Irish airline Ryanair on Monday posted a better-than-expected 550 percent rise in first quarter profit thanks to a large reduction in fuel costs but said its outlook remained cautious for the rest of the year.

Ryanair, one of the world's biggest airlines by market value, said net profit for the three months to June 30 came in at 136.5 million euros ($193.8 million). That compared with 132 million euros on average expected by three analysts surveyed by Reuters.

Thanks to a 13 percent reduction in average fares we grew traffic by 11 percent, a robust performance in a deep recession, when many of our competitors were cutting flights, losing traffic and reporting increased losses, Chief Executive Michael O'Leary said in a statement.

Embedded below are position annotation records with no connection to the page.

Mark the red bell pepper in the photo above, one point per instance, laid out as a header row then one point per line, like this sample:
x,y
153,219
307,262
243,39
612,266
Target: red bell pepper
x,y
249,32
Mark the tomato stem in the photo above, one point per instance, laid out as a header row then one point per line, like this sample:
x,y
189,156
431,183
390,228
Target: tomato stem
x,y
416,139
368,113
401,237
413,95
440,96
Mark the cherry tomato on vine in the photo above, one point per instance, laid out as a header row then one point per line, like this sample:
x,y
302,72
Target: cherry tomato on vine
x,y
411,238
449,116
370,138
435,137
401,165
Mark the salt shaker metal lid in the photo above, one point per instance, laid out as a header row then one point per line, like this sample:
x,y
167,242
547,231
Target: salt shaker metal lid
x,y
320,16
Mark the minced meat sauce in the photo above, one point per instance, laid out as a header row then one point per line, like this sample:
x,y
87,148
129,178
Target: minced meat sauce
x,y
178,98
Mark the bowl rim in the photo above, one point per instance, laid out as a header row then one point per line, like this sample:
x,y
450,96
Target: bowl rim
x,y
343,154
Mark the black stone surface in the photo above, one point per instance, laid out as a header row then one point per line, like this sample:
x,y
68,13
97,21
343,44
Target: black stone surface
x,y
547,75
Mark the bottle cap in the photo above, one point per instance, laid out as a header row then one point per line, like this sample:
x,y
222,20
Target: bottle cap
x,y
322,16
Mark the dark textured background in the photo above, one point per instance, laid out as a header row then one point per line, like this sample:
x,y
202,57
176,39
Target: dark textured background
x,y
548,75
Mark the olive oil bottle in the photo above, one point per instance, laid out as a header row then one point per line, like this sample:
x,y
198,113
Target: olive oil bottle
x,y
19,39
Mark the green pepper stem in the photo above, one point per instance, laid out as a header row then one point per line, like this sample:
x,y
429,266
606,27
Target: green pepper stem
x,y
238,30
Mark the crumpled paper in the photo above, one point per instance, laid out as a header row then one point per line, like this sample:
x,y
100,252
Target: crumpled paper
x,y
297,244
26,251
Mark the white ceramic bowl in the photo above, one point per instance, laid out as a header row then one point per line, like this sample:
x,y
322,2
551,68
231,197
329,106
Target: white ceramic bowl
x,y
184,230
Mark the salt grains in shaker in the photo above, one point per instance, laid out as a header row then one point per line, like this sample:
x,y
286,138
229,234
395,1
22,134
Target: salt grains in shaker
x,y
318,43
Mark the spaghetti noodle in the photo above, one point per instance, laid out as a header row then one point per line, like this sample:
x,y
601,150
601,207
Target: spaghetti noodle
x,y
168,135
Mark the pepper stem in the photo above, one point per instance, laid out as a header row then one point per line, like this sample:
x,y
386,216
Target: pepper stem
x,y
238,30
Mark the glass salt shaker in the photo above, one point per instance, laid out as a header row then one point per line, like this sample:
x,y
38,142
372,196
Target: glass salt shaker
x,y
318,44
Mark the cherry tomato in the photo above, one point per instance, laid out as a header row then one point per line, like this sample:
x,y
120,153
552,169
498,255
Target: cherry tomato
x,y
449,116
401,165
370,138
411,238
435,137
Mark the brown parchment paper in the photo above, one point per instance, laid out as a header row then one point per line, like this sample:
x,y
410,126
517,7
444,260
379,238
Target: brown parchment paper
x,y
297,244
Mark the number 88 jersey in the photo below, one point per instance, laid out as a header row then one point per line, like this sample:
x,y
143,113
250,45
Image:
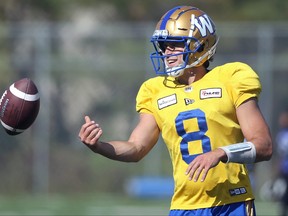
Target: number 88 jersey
x,y
199,118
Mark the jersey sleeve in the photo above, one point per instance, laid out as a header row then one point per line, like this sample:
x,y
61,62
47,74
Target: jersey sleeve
x,y
243,83
144,99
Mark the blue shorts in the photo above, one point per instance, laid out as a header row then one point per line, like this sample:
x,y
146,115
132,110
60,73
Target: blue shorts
x,y
235,209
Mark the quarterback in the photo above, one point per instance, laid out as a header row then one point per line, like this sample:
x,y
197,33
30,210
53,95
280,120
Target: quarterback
x,y
208,118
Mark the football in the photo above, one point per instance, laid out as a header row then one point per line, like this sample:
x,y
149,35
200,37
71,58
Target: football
x,y
19,106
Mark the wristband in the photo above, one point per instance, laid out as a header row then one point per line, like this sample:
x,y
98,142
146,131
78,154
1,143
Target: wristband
x,y
244,153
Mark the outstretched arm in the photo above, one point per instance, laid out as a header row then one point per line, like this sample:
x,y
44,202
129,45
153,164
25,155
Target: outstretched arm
x,y
141,141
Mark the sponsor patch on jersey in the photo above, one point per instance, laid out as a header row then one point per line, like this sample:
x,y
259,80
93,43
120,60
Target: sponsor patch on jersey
x,y
237,191
167,101
210,93
188,101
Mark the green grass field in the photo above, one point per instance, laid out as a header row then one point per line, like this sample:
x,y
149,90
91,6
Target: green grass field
x,y
104,205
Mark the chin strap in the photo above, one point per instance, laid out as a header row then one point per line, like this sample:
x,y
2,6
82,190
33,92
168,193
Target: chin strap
x,y
244,153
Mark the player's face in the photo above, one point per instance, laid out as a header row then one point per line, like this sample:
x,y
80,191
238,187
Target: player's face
x,y
171,50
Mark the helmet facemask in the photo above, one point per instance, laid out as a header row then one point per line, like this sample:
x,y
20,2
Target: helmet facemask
x,y
159,58
187,25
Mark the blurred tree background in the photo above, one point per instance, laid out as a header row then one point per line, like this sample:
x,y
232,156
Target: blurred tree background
x,y
94,75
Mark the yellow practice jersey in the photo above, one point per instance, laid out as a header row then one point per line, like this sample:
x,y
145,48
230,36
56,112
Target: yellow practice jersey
x,y
196,119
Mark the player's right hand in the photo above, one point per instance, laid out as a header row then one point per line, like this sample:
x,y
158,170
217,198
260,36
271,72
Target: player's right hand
x,y
90,132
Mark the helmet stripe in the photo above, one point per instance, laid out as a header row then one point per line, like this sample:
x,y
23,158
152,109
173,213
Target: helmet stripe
x,y
167,17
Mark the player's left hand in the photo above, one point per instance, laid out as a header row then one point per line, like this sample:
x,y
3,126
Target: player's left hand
x,y
203,163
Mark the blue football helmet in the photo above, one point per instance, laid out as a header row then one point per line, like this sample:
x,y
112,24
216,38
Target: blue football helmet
x,y
187,25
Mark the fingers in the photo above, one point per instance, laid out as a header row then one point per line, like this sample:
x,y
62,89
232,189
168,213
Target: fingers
x,y
90,132
87,119
195,170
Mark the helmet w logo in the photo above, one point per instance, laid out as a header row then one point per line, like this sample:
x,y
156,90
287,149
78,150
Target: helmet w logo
x,y
203,23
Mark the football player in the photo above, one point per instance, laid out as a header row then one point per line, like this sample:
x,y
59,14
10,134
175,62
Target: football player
x,y
209,119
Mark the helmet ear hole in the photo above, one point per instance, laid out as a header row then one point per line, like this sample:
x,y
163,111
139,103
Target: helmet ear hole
x,y
201,48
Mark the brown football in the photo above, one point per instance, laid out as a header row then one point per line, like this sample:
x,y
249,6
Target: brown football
x,y
19,106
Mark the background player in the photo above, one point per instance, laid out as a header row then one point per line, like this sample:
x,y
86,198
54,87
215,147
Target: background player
x,y
203,115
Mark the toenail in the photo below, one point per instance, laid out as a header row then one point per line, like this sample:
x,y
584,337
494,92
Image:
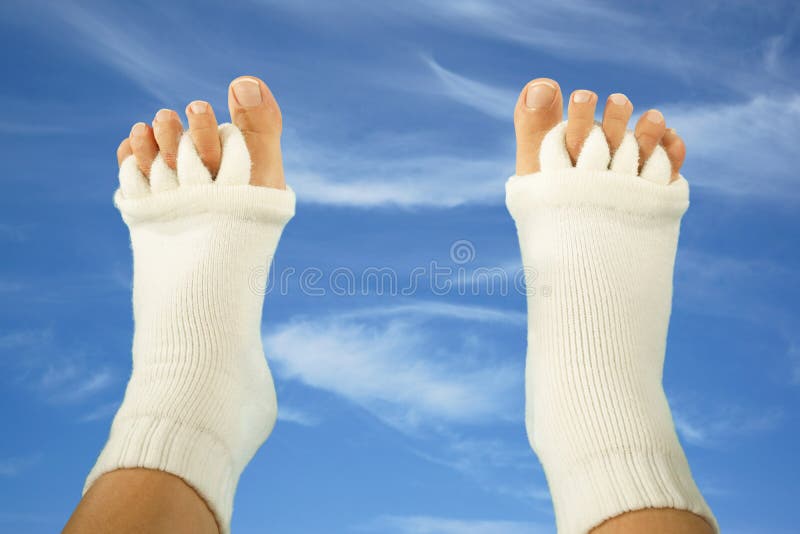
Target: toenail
x,y
138,129
164,115
198,106
581,97
655,116
619,99
540,95
247,92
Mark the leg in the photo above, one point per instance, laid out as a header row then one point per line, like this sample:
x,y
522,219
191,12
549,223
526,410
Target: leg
x,y
655,521
598,225
129,501
205,210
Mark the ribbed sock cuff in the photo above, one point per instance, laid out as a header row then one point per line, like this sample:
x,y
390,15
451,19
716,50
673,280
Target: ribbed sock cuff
x,y
614,482
193,454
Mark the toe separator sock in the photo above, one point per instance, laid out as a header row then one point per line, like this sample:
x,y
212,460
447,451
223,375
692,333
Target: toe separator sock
x,y
598,246
200,400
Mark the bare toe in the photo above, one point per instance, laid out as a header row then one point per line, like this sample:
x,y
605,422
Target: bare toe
x,y
167,129
256,113
204,131
616,115
124,150
539,108
580,119
144,147
649,131
676,151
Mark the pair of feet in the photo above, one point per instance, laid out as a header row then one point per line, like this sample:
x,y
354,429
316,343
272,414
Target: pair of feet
x,y
255,112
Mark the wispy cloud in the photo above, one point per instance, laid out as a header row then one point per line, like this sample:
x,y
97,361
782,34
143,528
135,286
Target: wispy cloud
x,y
716,424
291,414
102,412
11,467
54,373
421,524
489,99
395,369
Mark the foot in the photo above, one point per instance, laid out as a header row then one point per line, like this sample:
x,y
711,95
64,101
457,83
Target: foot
x,y
253,110
540,108
598,226
200,400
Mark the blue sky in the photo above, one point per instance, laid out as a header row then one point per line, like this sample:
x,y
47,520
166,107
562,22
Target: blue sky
x,y
399,413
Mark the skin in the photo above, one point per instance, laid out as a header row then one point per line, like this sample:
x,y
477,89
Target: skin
x,y
128,501
535,114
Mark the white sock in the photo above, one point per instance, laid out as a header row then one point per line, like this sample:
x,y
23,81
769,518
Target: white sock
x,y
200,400
598,244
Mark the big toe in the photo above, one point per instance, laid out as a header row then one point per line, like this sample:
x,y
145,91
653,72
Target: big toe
x,y
539,108
256,113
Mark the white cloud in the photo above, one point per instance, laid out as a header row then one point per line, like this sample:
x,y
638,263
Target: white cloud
x,y
421,524
491,100
375,179
102,412
397,370
713,425
11,467
481,314
54,373
291,414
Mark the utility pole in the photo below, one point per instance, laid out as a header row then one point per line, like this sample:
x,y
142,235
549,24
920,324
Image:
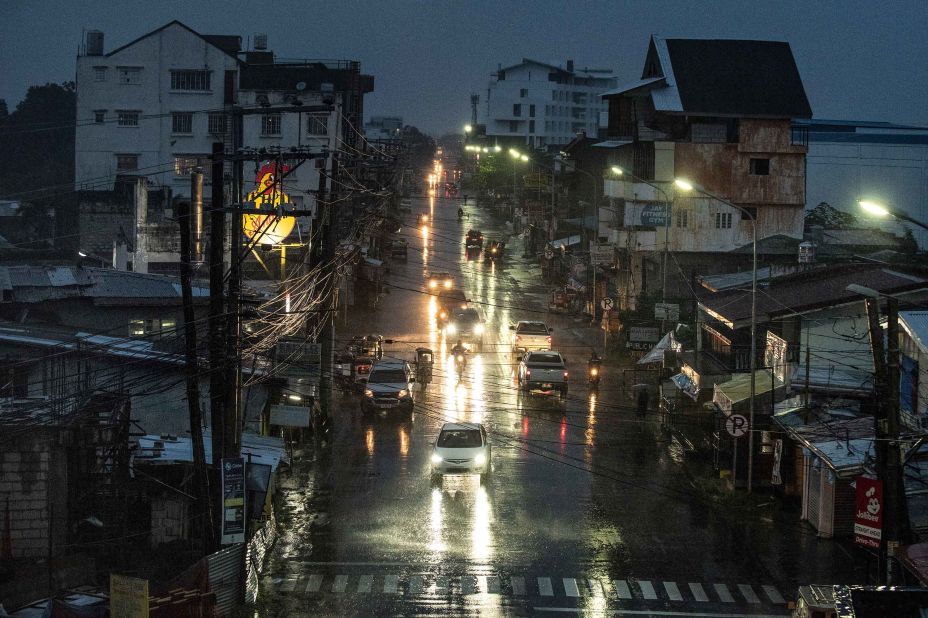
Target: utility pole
x,y
201,475
886,424
217,348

While rivals exposed to the weak premium sector shrink in the face of falling demand, Ryanair is hoping to mop up business from cost-conscious travelers during the global recession.

Ryanair, which started out in 1985 with a 15-seater plane, plans to keep cutting fares aggressively to snatch business from those struggling in the economic downturn, with average fares expected to fall by 20 percent or slightly more this year.

Europe's biggest low-cost airline, which prides itself on its no-frills, bottom-price tickets, reduced profit forecasts toward the lower end of the 200-300 million euros previously guided for the year to March 2010.

That compared to rival airlines BA and Virgin which are both expected to make heavy losses.

O'Leary said Q2 yields -- the industry's main yardstick measuring average revenue per mile per customer -- will be significantly lower than last year, at or slightly above the minus 15 to 20 percent range previously guided for the carrier's key profitable quarter.

Traffic growth is strong but at much weaker yields due to the recession and the impact of tourist tax in Ireland and the UK. We have limited visibility beyond the next two months but expect passengers to be very price sensitive for the rest of the year, O'Leary said.

The Dublin-based airline, which had already taken a hedge for 90 percent of its fuel needs for the first three quarters of 2010 and 5 percent for Q4, further hedged for 60 percent of fuel for Q4 at an average $610 per ton.

O'Leary, who said Q1 results were distorted by a 42 percent reduction in fuel costs, added that should Ryanair hedge the balance of FY2010 fuel at $620 per ton, it would give full year fuel cost saving of around 460 million euros.